The provision of California law Rice applied in the 2011 case is based on the concept of consignment. To qualify for the business inventory exemption, an aircraft owner does not need to be in the business of selling aircraft (such as a broker or a dealer), but the owner must consign the aircraft to such a broker or dealer.
The California Board of Equalization Assessors Handbook states, “The business inventory exemption is available to owners who have validly put their vessel or aircraft up for consignment to a consignor.”
In legal terms, a consignor is a company that sells property and will be compensated for marketing and completing the sale, but does not take title of the property. Properly structured, “that’s exactly what an aircraft listing agreement does,” said Rice.
Treating the aircraft as “inventory held for sale” requires operating the aircraft in a consistent manner. The aircraft should be flown only for demonstration and maintenance flights, not for business trips or charter.
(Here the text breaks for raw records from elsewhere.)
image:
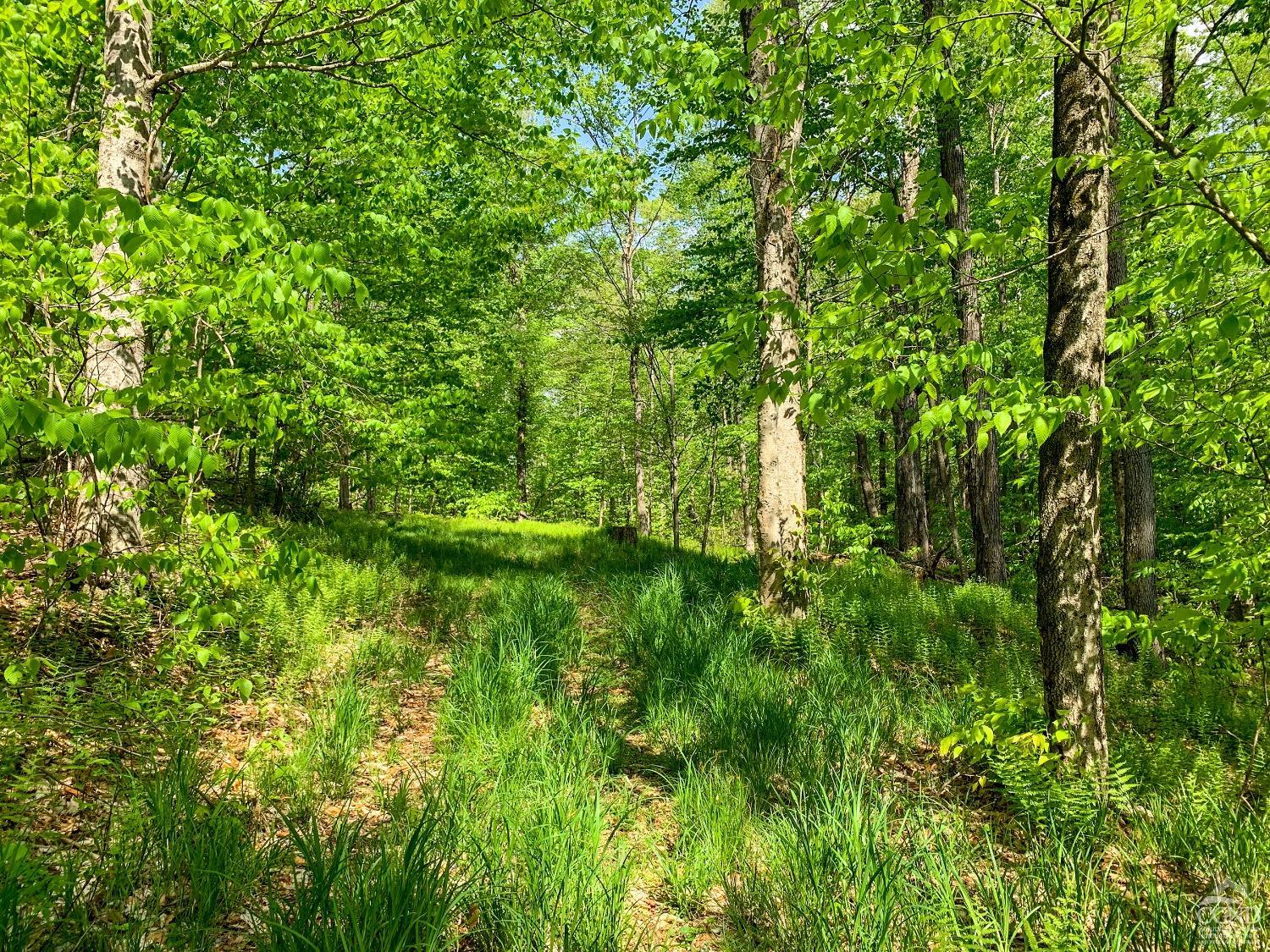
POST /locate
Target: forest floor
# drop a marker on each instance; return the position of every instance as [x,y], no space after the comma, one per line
[479,735]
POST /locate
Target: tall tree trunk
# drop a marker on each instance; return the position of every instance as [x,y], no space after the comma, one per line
[251,471]
[643,517]
[1068,592]
[345,487]
[912,517]
[941,477]
[116,355]
[781,451]
[982,471]
[1133,467]
[522,437]
[881,469]
[747,523]
[912,520]
[868,494]
[675,499]
[713,490]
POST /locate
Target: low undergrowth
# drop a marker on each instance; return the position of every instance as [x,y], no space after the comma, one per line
[489,736]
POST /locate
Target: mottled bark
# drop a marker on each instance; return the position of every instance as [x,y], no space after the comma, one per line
[868,494]
[912,517]
[982,470]
[116,353]
[781,449]
[747,523]
[1068,593]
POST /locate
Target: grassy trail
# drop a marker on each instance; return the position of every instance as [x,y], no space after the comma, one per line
[492,736]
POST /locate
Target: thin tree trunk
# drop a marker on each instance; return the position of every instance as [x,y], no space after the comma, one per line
[1068,592]
[747,523]
[982,470]
[942,480]
[643,517]
[912,520]
[711,492]
[1133,466]
[912,517]
[675,500]
[881,470]
[522,437]
[868,494]
[781,451]
[116,355]
[251,469]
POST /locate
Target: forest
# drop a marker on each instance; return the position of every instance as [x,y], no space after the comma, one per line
[589,476]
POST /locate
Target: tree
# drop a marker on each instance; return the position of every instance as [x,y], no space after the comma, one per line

Treating the aircraft in this manner also affects the owner’s federal and state tax filings for the aircraft. For example, depreciation of any remaining tax basis of the aircraft should be suspended when the listing agreement is signed.
After the Ventura County Appeals Board held in favor of Rice’s client, the aircraft owner received a full refund of all property tax paid for 2011, including interest. Although appeals board rulings cannot be cited as authoritative, nor do they establish precedence, tax advisors now have a pattern to follow in their efforts to make this exemption available to other aircraft owners in California.